Il kamikaze che il 30 dicembre si è fatto esplodere a Khost in Afghanistan, causando la morte di 7 agenti della Cia, non era un anonimo giovane esaltato e manovrabile. Quello che è ora assurto a eroe della jihad islamica mondiale conduceva una doppia vita da consumato agente segreto. Il suo “capolavoro” da terrorista l’ha portato a compimento rivelando un talento da triplogiochista.
La Cia credeva che il medico, un passato di megafono tramite web dei deliri di al-Qaeda, lavorasse per loro. La realtà dei fatti si è incaricata di smentire le malriposte aspettative dell’intelligence americana.

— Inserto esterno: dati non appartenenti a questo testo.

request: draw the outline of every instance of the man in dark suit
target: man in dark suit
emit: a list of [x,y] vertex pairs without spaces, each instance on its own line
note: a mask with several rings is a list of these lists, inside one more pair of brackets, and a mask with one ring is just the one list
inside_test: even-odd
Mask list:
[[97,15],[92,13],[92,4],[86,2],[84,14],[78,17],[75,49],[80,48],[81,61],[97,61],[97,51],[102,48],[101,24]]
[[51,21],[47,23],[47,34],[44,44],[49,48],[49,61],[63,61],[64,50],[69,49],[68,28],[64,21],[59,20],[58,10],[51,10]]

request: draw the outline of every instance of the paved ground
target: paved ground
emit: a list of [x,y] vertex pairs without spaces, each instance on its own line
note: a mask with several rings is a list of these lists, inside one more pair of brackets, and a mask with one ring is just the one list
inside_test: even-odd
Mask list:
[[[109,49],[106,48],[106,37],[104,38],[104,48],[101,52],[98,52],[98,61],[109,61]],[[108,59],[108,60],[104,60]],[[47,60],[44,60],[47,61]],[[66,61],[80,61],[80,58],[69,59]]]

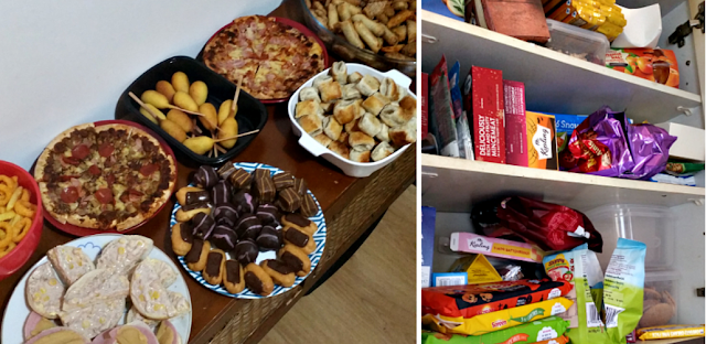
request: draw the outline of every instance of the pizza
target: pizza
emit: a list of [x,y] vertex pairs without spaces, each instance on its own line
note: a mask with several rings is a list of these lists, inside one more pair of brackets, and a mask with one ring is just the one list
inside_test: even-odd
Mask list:
[[204,63],[258,99],[287,98],[323,71],[322,46],[263,15],[242,17],[206,43]]
[[88,123],[50,142],[34,178],[44,208],[60,223],[120,232],[150,218],[169,200],[176,165],[141,129]]

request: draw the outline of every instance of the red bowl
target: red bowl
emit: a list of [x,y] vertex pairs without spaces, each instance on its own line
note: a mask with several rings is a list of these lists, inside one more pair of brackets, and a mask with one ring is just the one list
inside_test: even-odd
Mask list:
[[[136,122],[129,121],[129,120],[120,120],[120,119],[116,119],[116,120],[99,120],[94,122],[94,125],[96,127],[100,127],[100,126],[107,126],[107,125],[115,125],[115,123],[119,123],[119,125],[126,125],[126,126],[132,126],[135,128],[138,128],[145,132],[147,132],[148,135],[151,135],[154,139],[157,139],[160,143],[160,146],[162,147],[162,149],[164,150],[164,152],[167,154],[169,154],[170,157],[172,157],[172,159],[174,160],[174,179],[176,179],[176,158],[174,157],[174,152],[172,151],[172,149],[169,147],[169,144],[167,143],[167,141],[164,141],[164,139],[162,139],[162,137],[160,137],[159,135],[154,133],[154,131],[138,125]],[[174,180],[174,184],[172,186],[172,189],[169,191],[169,196],[172,196],[172,193],[174,192],[174,187],[176,187],[176,181]],[[152,215],[152,217],[154,217],[157,214],[159,214],[159,212],[162,211],[162,208],[164,207],[164,205],[167,205],[167,203],[169,202],[164,202],[164,204],[162,204],[162,206],[159,207],[159,209],[157,209],[157,212]],[[141,227],[142,225],[145,225],[148,221],[152,219],[152,217],[150,218],[146,218],[143,222],[128,228],[125,229],[122,232],[117,232],[117,230],[101,230],[101,229],[94,229],[94,228],[85,228],[85,227],[78,227],[78,226],[74,226],[69,223],[65,223],[62,224],[58,221],[56,221],[56,218],[54,218],[52,216],[52,214],[50,214],[49,212],[44,213],[44,218],[52,224],[52,226],[54,226],[55,228],[71,234],[71,235],[75,235],[75,236],[88,236],[88,235],[95,235],[95,234],[127,234],[130,233],[139,227]]]
[[0,258],[0,280],[2,280],[19,270],[26,260],[30,259],[34,249],[36,249],[36,245],[40,244],[40,237],[42,236],[42,227],[44,225],[42,213],[44,211],[42,207],[42,197],[40,196],[40,186],[30,173],[13,163],[0,160],[0,174],[8,176],[17,175],[18,184],[30,191],[30,202],[36,204],[36,214],[34,214],[34,218],[32,218],[30,232],[20,240],[15,248],[7,256]]
[[[313,32],[311,32],[311,30],[309,30],[309,28],[307,28],[306,25],[296,22],[291,19],[288,18],[281,18],[281,17],[272,17],[275,18],[276,22],[282,23],[285,25],[295,28],[297,30],[299,30],[299,32],[301,32],[303,35],[313,39],[317,43],[319,43],[319,45],[321,46],[321,51],[323,52],[323,69],[325,71],[329,66],[330,66],[330,61],[329,61],[329,52],[327,51],[327,46],[323,44],[323,41],[321,41],[321,39]],[[206,47],[206,45],[208,45],[207,42],[211,42],[213,40],[213,37],[215,37],[218,33],[221,33],[223,30],[225,30],[226,28],[229,28],[234,25],[233,22],[229,22],[227,24],[225,24],[223,28],[218,29],[218,31],[216,31],[210,39],[208,41],[206,41],[206,44],[201,49],[201,52],[199,53],[199,56],[196,56],[196,60],[203,62],[203,51]],[[318,73],[314,73],[314,75],[317,75]],[[313,77],[313,75],[311,75]],[[293,94],[293,93],[292,93]],[[291,97],[291,95],[289,95],[289,97]],[[286,98],[275,98],[275,99],[259,99],[257,98],[257,100],[260,100],[260,103],[263,104],[278,104],[278,103],[285,103],[287,100],[289,100],[289,97]]]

Humam Khalil al-Balawi, medico giordano, aveva avuto in passato legami con al-Qaeda al punto da essere finito in carcere. Secondo i Servizi Segreti statunitensi, però, il dottore si era “ravveduto” ed era disposto ad aiutare gli Usa nella lotta al terrorismo. Disposto al punto da infiltrarsi tra le fila dell’organizzazione terroristica in un’operazione che aveva l’obiettivo di individuare il covo di un altro medico, il numero due di al-Qaeda, Ayman al Zawahiri e quindi ucciderlo.
Balawi, però, l’intenzione di collaborare con gli Usa non l’ha mai avuta e, conquistata un po’ di fiducia ha creato subito un’occasione utile per colpire. Il medico ha fatto credere di avere novità da riferire e ha fatto organizzare un briefing con altri agenti segreti: si è imbottito di esplosivo e ha causato la strage. All’incontro era presente anche l’alto funzionario dell’ intelligence giordano Sharif Ali bin Zeid (un membro della famiglia reale giordana) che aveva svolto in passato il ruolo di contatto con al-Balawi.

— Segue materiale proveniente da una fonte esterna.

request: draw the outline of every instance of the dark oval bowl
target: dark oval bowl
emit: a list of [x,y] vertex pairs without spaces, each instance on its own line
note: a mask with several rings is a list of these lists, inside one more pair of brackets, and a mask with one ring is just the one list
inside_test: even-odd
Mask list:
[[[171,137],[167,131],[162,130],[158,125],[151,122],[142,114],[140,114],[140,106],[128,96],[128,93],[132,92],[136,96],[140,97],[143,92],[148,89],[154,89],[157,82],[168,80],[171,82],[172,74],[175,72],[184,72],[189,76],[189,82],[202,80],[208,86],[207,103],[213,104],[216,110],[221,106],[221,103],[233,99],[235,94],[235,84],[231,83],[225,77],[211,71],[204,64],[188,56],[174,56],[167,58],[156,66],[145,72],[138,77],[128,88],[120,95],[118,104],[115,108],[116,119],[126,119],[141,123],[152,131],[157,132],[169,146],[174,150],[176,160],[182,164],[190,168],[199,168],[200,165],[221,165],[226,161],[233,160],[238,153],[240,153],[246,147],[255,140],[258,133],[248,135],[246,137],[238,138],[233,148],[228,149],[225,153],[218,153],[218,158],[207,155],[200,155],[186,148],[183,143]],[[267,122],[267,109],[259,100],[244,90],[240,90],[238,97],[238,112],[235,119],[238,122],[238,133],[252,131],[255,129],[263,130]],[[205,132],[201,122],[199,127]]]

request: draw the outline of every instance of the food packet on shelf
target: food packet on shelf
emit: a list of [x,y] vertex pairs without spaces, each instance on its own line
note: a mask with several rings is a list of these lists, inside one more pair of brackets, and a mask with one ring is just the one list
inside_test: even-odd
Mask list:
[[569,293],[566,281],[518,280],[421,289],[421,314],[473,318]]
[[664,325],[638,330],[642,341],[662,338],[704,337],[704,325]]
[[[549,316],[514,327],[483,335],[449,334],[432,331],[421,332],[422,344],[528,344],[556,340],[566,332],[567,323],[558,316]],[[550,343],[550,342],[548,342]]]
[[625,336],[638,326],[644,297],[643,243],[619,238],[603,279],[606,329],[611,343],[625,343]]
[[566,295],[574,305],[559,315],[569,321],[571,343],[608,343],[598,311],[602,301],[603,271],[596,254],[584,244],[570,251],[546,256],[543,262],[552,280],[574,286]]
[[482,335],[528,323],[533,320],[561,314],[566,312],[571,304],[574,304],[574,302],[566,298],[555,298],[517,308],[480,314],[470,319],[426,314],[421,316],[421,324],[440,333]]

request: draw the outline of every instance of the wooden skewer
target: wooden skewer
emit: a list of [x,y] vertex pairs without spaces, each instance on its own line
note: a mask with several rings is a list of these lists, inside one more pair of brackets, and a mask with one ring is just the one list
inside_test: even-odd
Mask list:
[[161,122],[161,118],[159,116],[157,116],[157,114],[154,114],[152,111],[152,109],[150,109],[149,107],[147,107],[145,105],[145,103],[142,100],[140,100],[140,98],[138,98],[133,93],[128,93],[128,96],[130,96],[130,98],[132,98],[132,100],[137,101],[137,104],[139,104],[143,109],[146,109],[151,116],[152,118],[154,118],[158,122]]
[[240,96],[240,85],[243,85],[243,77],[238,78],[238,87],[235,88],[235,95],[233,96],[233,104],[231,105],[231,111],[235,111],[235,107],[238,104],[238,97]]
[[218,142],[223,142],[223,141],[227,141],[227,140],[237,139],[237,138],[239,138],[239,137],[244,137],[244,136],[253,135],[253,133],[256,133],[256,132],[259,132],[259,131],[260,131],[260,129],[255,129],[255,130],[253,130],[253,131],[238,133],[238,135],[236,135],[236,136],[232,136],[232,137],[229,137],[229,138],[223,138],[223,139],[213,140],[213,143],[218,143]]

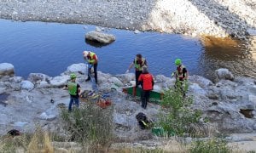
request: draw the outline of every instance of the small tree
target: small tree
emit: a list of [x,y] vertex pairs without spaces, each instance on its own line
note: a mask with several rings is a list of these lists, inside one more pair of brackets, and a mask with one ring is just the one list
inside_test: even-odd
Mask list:
[[90,145],[108,145],[113,138],[112,109],[102,110],[96,105],[86,103],[79,109],[68,112],[61,110],[65,128],[71,133],[71,140]]
[[181,91],[169,88],[165,92],[161,105],[163,111],[160,114],[159,125],[168,135],[180,135],[189,133],[189,125],[196,123],[201,116],[200,110],[189,109],[193,99],[191,97],[183,98]]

Per la Cia l’episodio è un colpo duro da più punti di vista. In primo luogo, spiega il New York Times, con la morte di Balawi naufraga il progetto di arrivare, in tempi brevi, con gli infiltrati fino ai vertici dell’organizzazione terroristica. Ma c’è dell’altro: il kamikaze di Khost mette in crisi anche la fiducia che la Cia ripone nell’intelligence giordana, considerata uno degli alleati “più attendibili”.

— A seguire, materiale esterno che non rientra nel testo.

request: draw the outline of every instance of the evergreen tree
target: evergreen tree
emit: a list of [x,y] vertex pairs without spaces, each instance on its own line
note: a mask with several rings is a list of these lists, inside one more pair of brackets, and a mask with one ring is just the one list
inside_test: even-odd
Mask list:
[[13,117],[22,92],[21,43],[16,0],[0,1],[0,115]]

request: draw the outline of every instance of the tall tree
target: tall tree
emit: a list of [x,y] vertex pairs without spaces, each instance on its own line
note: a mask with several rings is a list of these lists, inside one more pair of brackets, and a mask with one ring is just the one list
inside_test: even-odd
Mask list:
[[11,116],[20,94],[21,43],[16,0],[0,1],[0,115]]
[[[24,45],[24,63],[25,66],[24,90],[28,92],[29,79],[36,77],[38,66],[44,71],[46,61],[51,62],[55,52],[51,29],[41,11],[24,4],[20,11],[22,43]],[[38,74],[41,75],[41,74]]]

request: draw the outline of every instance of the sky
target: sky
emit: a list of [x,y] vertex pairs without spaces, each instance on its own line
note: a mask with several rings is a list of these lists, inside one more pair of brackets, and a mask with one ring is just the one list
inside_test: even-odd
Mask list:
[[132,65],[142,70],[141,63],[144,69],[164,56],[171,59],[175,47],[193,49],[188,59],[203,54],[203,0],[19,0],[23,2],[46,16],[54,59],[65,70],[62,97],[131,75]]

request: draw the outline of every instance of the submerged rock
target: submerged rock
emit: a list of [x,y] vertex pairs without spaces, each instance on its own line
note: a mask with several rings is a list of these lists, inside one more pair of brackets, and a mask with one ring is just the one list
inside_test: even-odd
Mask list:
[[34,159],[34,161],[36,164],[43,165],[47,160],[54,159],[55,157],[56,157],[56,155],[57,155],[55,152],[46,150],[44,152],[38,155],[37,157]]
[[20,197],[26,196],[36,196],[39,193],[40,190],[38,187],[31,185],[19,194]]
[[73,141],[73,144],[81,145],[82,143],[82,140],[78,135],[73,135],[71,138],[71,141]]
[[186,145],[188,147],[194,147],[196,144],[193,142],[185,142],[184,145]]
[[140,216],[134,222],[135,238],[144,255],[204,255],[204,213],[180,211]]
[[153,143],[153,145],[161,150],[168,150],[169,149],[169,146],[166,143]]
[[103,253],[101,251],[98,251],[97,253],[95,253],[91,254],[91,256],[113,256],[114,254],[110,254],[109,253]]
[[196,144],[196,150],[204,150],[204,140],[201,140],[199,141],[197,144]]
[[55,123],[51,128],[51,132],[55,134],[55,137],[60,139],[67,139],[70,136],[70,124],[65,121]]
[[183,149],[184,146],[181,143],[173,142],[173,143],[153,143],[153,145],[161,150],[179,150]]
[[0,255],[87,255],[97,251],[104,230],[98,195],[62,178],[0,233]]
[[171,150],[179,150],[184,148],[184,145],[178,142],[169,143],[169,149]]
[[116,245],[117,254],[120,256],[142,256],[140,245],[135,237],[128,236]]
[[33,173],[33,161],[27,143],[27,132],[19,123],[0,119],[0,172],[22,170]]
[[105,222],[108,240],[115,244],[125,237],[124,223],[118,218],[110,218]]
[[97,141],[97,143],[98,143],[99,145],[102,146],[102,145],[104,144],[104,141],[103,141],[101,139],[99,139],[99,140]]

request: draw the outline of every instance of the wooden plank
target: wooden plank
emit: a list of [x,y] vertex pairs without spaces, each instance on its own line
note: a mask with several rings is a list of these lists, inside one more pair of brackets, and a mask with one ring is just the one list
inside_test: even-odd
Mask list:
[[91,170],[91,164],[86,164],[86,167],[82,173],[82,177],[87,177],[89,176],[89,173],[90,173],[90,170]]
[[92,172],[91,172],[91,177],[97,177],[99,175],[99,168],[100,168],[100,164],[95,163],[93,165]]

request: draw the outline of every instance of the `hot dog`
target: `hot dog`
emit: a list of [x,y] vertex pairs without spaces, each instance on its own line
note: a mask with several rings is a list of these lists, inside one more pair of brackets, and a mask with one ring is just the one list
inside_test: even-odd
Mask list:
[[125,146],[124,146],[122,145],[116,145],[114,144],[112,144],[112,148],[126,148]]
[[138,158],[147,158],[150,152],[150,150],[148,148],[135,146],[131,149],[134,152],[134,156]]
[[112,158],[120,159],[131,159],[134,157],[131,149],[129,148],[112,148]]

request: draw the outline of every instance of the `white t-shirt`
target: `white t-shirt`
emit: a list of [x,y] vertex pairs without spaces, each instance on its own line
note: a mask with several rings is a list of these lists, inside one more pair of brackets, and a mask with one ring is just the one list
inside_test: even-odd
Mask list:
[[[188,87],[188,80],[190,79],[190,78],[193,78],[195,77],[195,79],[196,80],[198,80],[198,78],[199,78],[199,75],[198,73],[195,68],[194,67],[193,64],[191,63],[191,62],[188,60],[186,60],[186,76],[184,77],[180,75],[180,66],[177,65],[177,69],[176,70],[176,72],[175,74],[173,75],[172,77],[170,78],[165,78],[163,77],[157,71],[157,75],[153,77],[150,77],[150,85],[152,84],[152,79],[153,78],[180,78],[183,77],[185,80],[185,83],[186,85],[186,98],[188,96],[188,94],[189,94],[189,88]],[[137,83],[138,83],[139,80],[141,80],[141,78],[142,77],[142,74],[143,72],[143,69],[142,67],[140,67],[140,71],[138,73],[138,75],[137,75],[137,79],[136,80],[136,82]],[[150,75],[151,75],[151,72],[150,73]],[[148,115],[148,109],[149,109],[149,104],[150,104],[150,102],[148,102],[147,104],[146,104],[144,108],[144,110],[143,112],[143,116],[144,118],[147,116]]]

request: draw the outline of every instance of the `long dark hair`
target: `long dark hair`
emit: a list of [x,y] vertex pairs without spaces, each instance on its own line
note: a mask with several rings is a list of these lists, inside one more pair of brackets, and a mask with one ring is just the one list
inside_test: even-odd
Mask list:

Balawi, infatti, dopo l’arresto nel suo Paese, aveva simulato una volontà di collaborazione e in Giordania gli hanno creduto al punto da “girarlo” agli Usa e garantire sulla sua credibilità. E per il paese arabo la verità si è rivelata scomoda anche sotto un altro aspetto: le autorità giordane, infatti, non vogliono che ai dettagli della loro collaborazione con gli Usa sia data troppa pubblicità.
Questo spiega la reticenza e lo scarso rilievo dato in Patria alla morte di Zeid. In Giordania, del resto, almeno la metà della popolazione ha origini palestinesi: gente che non gradisce minimamente la collaborazione della famiglia reale con Washington.